In brief, Plantinga argues that natural selection affects mental processes, not just physical characteristics. However, natural selection does not select for truth, only usefulness. That is, if a false belief helps an animal survive better than a true belief, then selection will favor the false belief. Therefore there is no guarantee that any belief we hold is true.
This applies to belief in naturalism itself: a naturalist believes that his thought processes are the result of natural processes, which produce unreliable beliefs. And therefore, belief in naturalism is unreliable.
Reasons why evolution favors some reliable faculties
Plantinga's argument seems to favor an unjustifiably simplistic view of instinct. Certain learning behaviors appear to be instinctual, such as the drives to acquire language, to connect socially with certain other individuals, to investigate novel objects and places, and to hear and tell stories. Evolution has good reason to select for individuals with an accurate understanding of (at least some parts) of the world because this is the most economical and foolproof way to ensure survival and reproduction. For example, in the tiger example, it would be possible for a person to be ambivalent about being eaten, or even desire it, but to have instincts that cause him to run away. However, this would require a different set of instincts for each sort of threat, and/or a complex justification to arise that would cause him to usually act so as to avoid death, even if he doesn't mind dying.
In contrast, giving a human being a sense of pain, a general desire to avoid injury, and an accurate understanding of what might cause injury, is in fact a much simpler and more effective solution. It is less likely to malfunction in unusual circumstances and requires less complexity and power in the brain. Just a few instincts could account for almost all survival situations. One would expect, therefore, that evolution would be far more likely to select for individuals who try to behave according to a roughly accurate understanding of their world and useful goals, than individuals with a large and unwieldy set of instincts designed to elicit just the right behavior in every circumstance. The latter solution is too vulnerable and too unnecessarily complex to be favored.

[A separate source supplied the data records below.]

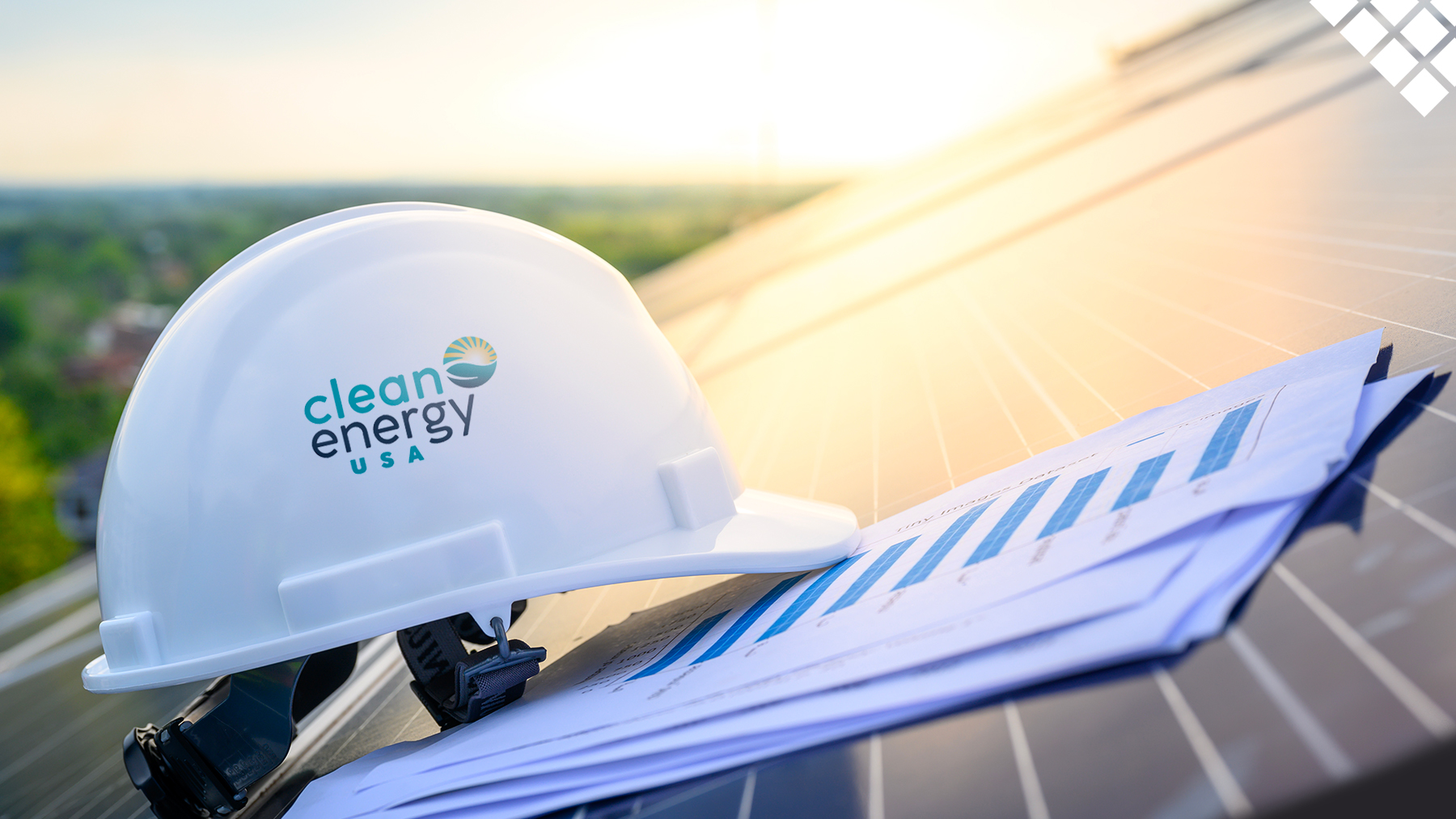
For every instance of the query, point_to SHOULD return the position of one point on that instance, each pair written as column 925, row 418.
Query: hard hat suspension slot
column 458, row 686
column 232, row 735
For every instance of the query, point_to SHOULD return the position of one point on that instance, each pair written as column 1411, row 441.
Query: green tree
column 29, row 542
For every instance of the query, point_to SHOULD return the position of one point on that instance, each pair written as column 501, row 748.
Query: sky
column 531, row 91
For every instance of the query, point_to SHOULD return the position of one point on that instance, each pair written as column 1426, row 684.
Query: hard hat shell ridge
column 395, row 413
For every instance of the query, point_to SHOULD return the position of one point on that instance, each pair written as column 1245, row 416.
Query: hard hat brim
column 768, row 533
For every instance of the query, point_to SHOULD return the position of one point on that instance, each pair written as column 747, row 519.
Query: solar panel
column 1245, row 192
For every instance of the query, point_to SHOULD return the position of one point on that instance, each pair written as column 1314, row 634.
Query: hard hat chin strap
column 238, row 731
column 458, row 686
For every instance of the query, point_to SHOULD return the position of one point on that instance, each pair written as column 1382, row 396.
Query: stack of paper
column 1128, row 543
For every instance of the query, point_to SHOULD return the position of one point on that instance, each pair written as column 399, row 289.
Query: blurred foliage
column 29, row 542
column 67, row 258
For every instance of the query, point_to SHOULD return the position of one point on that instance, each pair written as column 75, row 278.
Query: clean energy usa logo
column 1408, row 41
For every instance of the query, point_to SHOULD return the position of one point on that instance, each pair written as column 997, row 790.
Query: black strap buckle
column 238, row 731
column 460, row 687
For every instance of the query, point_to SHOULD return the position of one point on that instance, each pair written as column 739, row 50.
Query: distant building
column 79, row 500
column 116, row 345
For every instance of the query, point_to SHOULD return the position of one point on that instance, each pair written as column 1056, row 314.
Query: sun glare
column 640, row 91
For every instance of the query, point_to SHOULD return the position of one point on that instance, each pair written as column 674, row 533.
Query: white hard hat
column 396, row 413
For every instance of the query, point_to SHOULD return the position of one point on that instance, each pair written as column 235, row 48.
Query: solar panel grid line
column 922, row 371
column 997, row 167
column 1334, row 260
column 1035, row 226
column 1117, row 332
column 990, row 384
column 1215, row 767
column 1031, row 332
column 1190, row 311
column 1315, row 737
column 875, row 398
column 1017, row 361
column 1305, row 298
column 1432, row 716
column 58, row 737
column 1421, row 518
column 111, row 764
column 875, row 775
column 1302, row 236
column 1033, row 795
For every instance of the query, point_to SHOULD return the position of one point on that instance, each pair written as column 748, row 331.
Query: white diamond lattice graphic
column 1394, row 63
column 1424, row 92
column 1363, row 32
column 1424, row 31
column 1446, row 63
column 1335, row 11
column 1423, row 34
column 1394, row 11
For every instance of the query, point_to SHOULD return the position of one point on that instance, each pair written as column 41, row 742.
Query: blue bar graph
column 1006, row 527
column 749, row 617
column 810, row 597
column 1225, row 441
column 1072, row 505
column 1143, row 479
column 682, row 648
column 875, row 571
column 944, row 544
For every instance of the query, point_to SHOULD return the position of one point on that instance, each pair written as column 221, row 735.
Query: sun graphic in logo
column 471, row 361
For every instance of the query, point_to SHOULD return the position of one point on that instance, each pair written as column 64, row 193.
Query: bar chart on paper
column 1024, row 513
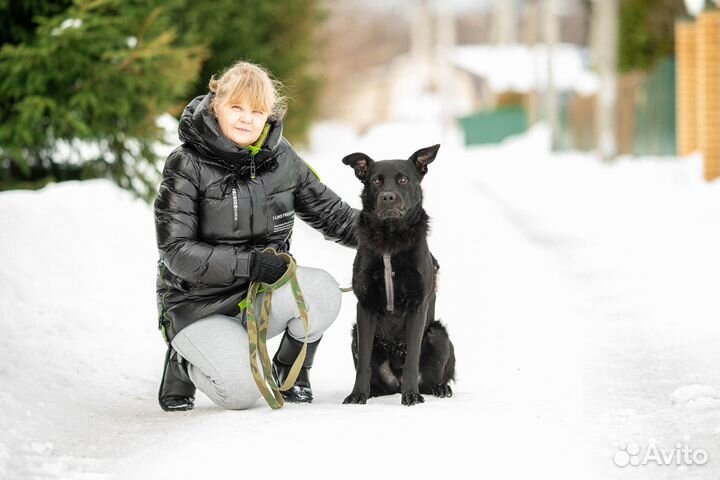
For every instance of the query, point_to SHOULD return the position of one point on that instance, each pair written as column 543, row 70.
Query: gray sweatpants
column 216, row 347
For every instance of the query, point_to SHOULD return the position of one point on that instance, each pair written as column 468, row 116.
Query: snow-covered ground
column 582, row 299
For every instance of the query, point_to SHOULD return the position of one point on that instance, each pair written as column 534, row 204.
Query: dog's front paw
column 412, row 398
column 356, row 398
column 443, row 390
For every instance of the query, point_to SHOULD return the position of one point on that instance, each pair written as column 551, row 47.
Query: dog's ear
column 423, row 157
column 360, row 163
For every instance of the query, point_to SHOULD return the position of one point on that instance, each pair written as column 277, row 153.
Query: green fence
column 655, row 112
column 493, row 126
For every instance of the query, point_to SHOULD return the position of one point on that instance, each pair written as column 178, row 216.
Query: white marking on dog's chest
column 387, row 375
column 389, row 287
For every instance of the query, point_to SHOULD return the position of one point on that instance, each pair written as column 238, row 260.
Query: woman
column 228, row 192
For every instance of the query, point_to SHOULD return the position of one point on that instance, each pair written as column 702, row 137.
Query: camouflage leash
column 257, row 333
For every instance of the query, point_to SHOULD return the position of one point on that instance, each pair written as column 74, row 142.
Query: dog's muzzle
column 389, row 205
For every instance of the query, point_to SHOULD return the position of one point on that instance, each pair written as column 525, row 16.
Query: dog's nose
column 388, row 197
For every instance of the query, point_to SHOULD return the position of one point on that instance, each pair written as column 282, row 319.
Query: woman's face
column 240, row 122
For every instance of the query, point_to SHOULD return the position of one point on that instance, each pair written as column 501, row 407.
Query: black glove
column 267, row 268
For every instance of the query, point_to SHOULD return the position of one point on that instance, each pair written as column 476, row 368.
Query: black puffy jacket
column 210, row 215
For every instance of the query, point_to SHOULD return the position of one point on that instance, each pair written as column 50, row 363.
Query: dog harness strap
column 257, row 334
column 389, row 289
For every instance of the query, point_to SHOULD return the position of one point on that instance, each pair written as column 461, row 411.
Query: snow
column 581, row 298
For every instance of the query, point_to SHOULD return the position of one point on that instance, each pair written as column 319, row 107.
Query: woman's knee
column 323, row 298
column 236, row 391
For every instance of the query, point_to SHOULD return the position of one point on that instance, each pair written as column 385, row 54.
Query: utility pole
column 504, row 26
column 551, row 34
column 446, row 39
column 605, row 53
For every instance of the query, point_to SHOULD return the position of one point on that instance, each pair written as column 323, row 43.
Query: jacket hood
column 199, row 128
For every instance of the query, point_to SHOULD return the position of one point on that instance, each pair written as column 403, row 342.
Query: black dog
column 397, row 345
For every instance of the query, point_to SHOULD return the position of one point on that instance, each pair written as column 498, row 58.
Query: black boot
column 177, row 392
column 288, row 351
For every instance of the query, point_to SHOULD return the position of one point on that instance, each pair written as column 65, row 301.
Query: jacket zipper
column 252, row 213
column 236, row 219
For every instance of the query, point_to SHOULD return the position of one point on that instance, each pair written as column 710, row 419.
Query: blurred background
column 88, row 88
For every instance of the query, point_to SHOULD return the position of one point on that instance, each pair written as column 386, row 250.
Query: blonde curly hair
column 245, row 81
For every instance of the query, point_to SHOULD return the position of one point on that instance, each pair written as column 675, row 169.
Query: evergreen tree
column 93, row 79
column 647, row 32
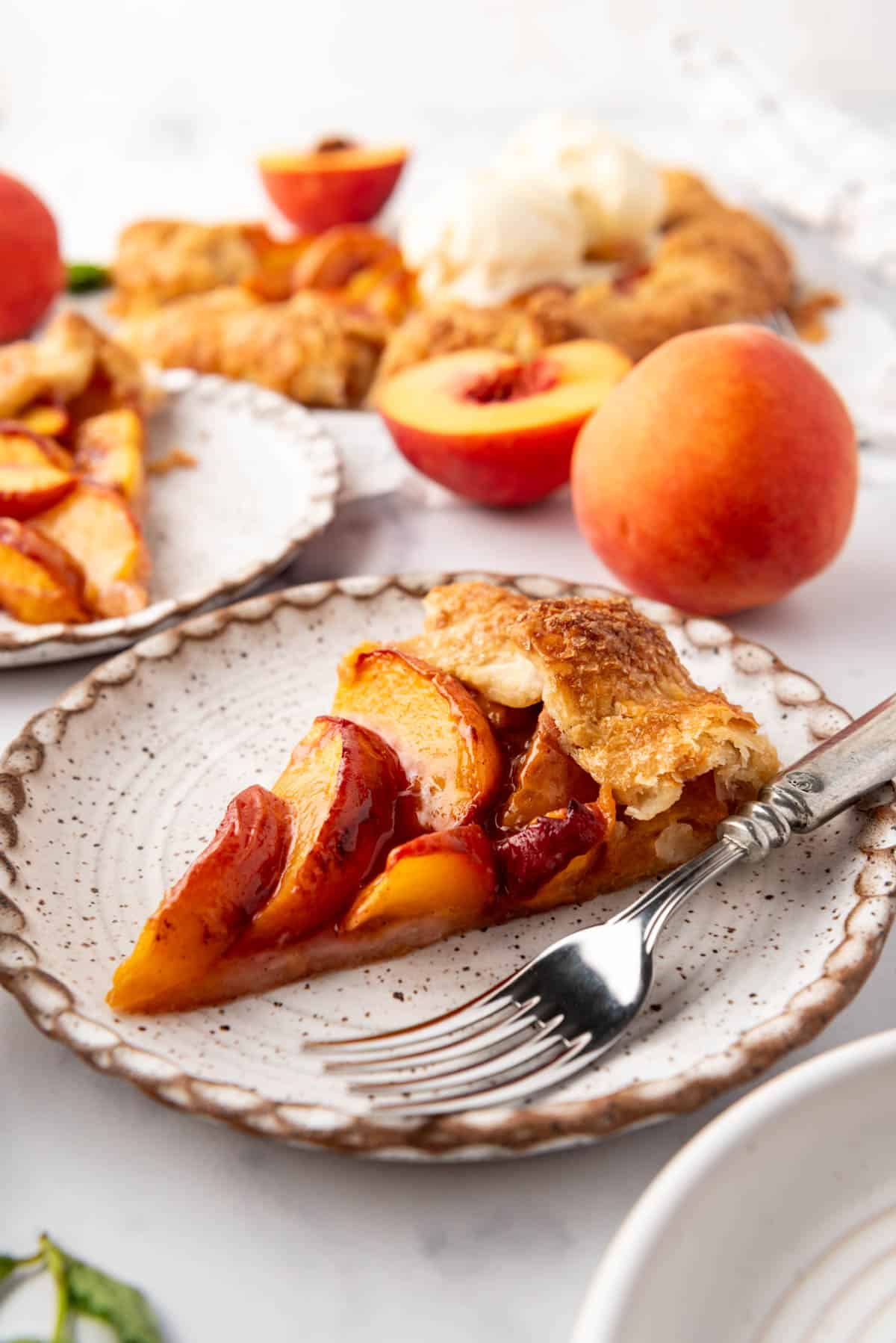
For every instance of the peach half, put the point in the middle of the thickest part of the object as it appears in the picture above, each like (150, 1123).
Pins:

One final way to drive the point home would be to parody the argument this way: why, when a tiger runs towards a man, does he see the tiger and run from it? Why does he not instead hear a friend calling from the opposite direction and run for that reason? This situation is analogous, because accurate perception through hearing and vision are also complex, evolutionarily selected traits, but both can only be selected for due to the behaviors they elicit. By Plantinga's argument both solutions should be possible evolutionary adaptations. But though both of these possible tiger-aversion strategies would accomplish the same goal, only one could be reasonably expected to evolve, because the other would require the evolution of a far more complex, less generalizable, and easily confused faculty to accomplish the same objective.
While having a sufficiently advanced cognitive apparatus to survive in prehistoric times does not imply having a sufficiently advanced cognitive apparatus to fully understand the world, there's no clear reason why parts of the brain which evolved to possess skills necessary for survival and social interaction should not be able to accurately understand other phenomena which require similar skills.
Furthermore, evolution can account for traits of the human mind that are not well designed to accurately model the world, such as certain forms of superstition, anxiety disorders, inflated self-esteem, and optical illusions. It also provides at least a rough explanation for why human beings are not good at certain types of thought and information processing and are prone to logical fallacies and cognitive bias. Creationism or intelligent design cannot adequately explain these features of the human mind, nor generally predict other areas in which human beings may be prone to error.
Beliefs interact with each other
Our beliefs do not exist in isolation, but rather reinforce or contradict each other. One cannot, for instance, rationally believe that playing the lottery is a waste of money, and also that playing the lottery is a good long-term investment.
If one is unsure about a belief, one can try to find ways to corroborate or disprove it. If someone senses someone walking around outside their house, they can listen for footsteps, and go look for footprints. Each of these beliefs ("I had a sensation of someone walking around", "I thought I heard/didn't hear footsteps", and "I thought I saw/didn't see footprints"), in isolation, could be wrong. However, if all three point in the same direction (either there was a feeling, and footsteps, and footprints; or no feeling, no sound, and no footprints), then the conclusion becomes more reliable.
In fact, science is a method for finding out which of our beliefs are true.
It is possible to imagine scenarios in which a person holds two or more erroneous beliefs that do not contradict each other, leading that person to a false conclusion. Most of these, however, are either obviously ambiguous, or contrived.